2. Firefox is a Red Panda
If you’ve been on the internet since the beginning, there’s a good chance you’re on your seventh of eighth browser by now. Way back in the day, people were using things like Netscape to view the web before Internet Explorer and Safari made their debuts. And, in time, we ended up with Google Chrome, Opera and Firefox.
Firefox is an easily recognizable browser and, as of January 2022, accounts for just over 4% of global browser usage.Not a huge chunk by any means, but its popularity is fairly stable. And even if you don’t use it, you probably recognize their flaming fox logo. The weird thing is, it was never supposed to be a fox.
Mozilla, the company behind Firefox, started in 1998 after Netscape died. It was made by many of the same people and their logo was originally a phoenix. Makes sense,right? They were rising from netscape’s ashes. They needed to change their name from Netscape to something new, so they wanted an animal that not a lot of people were familiar with at the time. They chose the red panda. The Firefox logo, despite the name, is a red panda. The problem lies in a translation error and the fact that a stylized, cartoon red panda can very easily look like a fox.
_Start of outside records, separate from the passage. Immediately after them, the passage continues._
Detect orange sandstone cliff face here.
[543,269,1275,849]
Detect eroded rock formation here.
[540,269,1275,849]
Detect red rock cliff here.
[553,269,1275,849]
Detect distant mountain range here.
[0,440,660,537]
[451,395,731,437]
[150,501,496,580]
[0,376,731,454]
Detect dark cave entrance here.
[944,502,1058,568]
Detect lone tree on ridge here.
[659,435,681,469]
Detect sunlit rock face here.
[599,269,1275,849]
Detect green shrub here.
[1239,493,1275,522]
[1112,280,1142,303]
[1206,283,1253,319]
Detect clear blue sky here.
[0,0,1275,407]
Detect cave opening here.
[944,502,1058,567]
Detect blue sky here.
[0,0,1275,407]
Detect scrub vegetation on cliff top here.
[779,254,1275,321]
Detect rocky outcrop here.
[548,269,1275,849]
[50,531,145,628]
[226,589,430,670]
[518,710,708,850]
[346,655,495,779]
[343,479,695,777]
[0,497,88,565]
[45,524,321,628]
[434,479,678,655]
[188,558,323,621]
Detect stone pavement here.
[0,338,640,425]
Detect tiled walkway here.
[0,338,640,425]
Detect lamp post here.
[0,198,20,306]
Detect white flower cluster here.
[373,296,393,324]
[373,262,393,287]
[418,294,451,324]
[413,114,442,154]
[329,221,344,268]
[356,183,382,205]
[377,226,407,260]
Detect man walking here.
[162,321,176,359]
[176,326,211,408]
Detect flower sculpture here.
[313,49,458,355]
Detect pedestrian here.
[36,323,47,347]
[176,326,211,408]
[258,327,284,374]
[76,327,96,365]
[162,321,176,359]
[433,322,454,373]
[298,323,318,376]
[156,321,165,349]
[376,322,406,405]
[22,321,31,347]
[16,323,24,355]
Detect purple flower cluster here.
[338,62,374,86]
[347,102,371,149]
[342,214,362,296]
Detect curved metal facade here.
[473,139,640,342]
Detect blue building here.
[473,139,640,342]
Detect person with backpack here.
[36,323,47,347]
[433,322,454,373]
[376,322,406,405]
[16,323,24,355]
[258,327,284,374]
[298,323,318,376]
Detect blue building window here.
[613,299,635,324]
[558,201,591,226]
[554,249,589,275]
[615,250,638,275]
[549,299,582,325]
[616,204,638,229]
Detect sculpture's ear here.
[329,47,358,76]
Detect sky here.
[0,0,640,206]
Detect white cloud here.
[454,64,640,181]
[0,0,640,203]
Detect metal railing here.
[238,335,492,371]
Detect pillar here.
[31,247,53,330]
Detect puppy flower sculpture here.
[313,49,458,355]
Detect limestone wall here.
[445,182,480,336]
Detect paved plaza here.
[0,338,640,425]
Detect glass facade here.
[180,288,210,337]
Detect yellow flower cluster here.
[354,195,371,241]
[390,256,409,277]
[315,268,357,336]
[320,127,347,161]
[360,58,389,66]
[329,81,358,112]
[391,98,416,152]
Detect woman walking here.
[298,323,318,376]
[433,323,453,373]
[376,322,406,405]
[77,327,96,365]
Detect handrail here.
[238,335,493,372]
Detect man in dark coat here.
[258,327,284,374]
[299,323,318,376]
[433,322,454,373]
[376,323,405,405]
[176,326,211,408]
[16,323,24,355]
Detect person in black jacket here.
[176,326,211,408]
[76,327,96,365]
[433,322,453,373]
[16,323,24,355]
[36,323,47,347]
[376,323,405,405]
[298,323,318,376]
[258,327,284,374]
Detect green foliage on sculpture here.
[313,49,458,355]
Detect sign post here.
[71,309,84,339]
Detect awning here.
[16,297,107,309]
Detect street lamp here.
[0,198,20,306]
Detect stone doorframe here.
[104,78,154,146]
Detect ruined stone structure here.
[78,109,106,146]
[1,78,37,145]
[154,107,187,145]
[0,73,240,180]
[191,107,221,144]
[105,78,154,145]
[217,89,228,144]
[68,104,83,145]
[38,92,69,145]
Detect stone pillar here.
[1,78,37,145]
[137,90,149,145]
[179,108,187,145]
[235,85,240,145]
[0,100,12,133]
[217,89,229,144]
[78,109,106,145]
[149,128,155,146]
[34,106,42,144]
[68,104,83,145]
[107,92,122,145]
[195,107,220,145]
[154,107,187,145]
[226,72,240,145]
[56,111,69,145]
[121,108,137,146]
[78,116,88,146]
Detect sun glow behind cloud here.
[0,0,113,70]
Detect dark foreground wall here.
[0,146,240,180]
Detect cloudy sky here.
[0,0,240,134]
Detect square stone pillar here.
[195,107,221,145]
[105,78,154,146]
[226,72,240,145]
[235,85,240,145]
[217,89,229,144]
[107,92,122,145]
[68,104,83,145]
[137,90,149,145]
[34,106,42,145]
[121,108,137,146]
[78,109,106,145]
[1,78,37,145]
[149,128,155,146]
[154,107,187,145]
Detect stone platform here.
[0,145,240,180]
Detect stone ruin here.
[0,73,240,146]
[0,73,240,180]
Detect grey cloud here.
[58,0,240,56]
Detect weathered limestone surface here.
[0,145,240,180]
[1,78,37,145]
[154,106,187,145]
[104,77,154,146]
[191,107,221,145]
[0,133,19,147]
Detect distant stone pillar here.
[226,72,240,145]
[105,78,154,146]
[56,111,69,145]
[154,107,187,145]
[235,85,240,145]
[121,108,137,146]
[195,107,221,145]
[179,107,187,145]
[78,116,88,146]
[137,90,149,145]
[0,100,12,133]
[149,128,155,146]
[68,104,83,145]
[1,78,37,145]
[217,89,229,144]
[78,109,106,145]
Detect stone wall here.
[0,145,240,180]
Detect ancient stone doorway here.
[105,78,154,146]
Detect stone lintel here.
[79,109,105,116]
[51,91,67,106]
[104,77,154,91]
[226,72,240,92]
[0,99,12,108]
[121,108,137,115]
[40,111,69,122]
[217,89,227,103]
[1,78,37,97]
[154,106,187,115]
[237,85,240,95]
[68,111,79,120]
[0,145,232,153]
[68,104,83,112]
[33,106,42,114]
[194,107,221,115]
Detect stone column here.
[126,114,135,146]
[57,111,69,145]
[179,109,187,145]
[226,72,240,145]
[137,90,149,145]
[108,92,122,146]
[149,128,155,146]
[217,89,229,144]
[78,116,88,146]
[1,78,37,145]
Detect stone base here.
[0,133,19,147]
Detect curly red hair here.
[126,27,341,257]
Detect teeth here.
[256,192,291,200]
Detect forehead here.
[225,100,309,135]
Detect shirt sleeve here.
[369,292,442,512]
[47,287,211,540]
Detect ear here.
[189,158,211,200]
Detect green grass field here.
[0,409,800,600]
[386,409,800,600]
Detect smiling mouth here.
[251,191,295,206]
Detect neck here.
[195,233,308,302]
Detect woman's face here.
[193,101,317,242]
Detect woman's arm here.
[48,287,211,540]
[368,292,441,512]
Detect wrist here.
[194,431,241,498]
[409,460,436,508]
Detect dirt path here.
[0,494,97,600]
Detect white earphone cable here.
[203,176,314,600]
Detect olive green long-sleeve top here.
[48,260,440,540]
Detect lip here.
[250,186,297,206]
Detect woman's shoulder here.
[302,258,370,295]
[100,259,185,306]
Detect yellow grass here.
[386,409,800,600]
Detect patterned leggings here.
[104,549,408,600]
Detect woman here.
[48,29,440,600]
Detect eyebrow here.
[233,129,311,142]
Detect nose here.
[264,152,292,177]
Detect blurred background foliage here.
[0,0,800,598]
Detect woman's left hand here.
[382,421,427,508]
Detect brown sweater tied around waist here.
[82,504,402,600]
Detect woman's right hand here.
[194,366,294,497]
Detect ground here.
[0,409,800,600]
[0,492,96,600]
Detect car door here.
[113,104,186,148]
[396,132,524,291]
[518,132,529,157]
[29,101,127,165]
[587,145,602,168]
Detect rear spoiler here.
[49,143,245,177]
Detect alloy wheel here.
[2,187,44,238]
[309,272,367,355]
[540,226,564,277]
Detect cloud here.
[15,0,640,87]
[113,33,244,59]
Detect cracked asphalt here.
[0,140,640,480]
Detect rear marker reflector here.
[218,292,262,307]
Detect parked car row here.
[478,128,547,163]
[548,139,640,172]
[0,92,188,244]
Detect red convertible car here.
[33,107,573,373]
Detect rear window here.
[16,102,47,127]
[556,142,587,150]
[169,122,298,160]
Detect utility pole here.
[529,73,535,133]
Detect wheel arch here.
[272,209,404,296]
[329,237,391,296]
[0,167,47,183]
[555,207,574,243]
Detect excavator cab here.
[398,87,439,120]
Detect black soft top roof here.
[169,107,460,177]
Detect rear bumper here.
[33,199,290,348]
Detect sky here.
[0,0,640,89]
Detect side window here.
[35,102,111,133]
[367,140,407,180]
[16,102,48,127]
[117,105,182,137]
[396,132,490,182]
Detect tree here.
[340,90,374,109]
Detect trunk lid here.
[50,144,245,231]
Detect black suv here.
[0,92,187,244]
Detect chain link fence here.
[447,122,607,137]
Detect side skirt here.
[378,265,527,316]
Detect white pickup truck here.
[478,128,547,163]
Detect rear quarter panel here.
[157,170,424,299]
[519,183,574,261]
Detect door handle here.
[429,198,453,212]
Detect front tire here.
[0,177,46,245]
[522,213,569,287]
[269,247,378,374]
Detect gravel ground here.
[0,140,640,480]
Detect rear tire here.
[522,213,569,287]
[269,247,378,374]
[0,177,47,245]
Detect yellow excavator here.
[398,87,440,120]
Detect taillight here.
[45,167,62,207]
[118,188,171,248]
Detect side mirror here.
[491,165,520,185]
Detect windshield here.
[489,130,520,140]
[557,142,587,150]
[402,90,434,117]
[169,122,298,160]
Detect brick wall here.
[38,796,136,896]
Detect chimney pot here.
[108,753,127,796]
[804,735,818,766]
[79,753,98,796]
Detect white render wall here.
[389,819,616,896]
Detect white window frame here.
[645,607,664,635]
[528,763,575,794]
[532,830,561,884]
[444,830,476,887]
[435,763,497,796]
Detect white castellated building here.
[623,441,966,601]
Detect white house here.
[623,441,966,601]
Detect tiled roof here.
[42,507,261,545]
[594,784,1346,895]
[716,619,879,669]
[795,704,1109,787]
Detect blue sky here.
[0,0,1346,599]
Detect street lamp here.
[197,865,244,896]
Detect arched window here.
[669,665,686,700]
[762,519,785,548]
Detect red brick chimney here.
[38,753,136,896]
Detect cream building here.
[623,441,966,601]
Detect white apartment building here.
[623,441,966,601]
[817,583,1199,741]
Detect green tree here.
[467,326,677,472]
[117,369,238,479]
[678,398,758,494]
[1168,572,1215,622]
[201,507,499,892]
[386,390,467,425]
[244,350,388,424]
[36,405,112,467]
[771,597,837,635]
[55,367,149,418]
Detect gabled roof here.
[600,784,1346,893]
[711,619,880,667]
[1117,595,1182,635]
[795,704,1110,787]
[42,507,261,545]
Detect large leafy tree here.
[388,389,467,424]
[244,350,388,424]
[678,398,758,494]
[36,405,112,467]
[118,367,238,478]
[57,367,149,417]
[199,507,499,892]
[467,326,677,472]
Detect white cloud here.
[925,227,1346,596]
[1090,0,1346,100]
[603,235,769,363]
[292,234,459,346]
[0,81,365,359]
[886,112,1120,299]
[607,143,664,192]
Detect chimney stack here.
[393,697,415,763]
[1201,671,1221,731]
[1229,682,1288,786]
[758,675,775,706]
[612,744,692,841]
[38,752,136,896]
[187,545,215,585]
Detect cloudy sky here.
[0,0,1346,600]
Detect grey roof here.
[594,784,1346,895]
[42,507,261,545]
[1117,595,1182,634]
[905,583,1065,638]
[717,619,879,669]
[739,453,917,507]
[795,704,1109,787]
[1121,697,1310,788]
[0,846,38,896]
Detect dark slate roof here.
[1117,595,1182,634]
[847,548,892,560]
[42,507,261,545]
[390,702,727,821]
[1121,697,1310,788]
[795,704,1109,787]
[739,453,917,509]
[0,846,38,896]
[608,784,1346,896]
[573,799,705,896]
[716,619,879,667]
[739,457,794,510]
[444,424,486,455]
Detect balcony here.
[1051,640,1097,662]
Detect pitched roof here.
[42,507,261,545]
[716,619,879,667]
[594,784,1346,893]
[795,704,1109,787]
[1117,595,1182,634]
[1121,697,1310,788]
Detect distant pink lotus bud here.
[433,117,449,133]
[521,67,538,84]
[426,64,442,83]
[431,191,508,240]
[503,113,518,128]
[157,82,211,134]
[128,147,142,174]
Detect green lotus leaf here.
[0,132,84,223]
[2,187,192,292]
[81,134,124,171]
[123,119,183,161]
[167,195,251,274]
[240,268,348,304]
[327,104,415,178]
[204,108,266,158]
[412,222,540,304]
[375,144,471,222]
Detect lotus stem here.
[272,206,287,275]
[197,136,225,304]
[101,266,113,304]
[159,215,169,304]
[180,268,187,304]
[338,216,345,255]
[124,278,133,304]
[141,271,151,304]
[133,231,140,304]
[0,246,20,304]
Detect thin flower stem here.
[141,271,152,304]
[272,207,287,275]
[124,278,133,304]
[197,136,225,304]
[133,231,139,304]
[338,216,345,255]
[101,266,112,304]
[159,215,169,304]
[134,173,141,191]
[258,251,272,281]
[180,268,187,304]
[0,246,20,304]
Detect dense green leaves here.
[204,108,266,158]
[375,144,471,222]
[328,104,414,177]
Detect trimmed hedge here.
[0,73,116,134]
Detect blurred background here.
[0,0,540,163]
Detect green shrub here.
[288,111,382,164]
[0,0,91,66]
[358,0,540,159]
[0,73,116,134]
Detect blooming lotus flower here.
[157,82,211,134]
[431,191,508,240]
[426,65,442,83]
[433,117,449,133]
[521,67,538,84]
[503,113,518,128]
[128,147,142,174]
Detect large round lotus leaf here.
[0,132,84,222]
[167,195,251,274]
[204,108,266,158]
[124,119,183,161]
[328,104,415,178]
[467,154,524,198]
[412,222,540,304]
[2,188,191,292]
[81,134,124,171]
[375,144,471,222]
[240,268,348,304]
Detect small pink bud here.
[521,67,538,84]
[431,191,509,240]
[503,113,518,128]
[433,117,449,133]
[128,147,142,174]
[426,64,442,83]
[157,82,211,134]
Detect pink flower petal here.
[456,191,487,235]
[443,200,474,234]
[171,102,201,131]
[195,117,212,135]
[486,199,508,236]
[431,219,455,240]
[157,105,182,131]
Many words take on literal meanings when translated from a language like Chinese into English. So the Chinese word for red panda, which is “h?o hú” literally translates to fire fox. Because that’s kind of what a red panda looks like, which is why so many people assume the animal in the logo is an actual fox.
1. The Sailor Cousins
Sailor Moon was one of the first anime shows to hit big with Western audiences in the ’90s. The franchise is worth billions, and it’s still going strong upwards of 30 years later. Despite this, there were some noticeable changes made to the show from its Japanese origins to the English version Western audiences saw. The most egregious translation shift was the change in Sailor Neptune and Sailor Uranus.
In the West, these characters are cousins. Really close cousins. The English translations made them relatives, but in the source material they are a couple. The relationship was changed to be less controversial in the West, sidestepping the idea of a lesbian couple which the studio deemed inappropriate for a children’s show. What they created was something arguably more controversial since all they did was change the dialogue and the result was a pair of cousins who were clearly flirty and romantic with one another. The translation was unable to adequately account for their on screen actions and just made the entire show weird.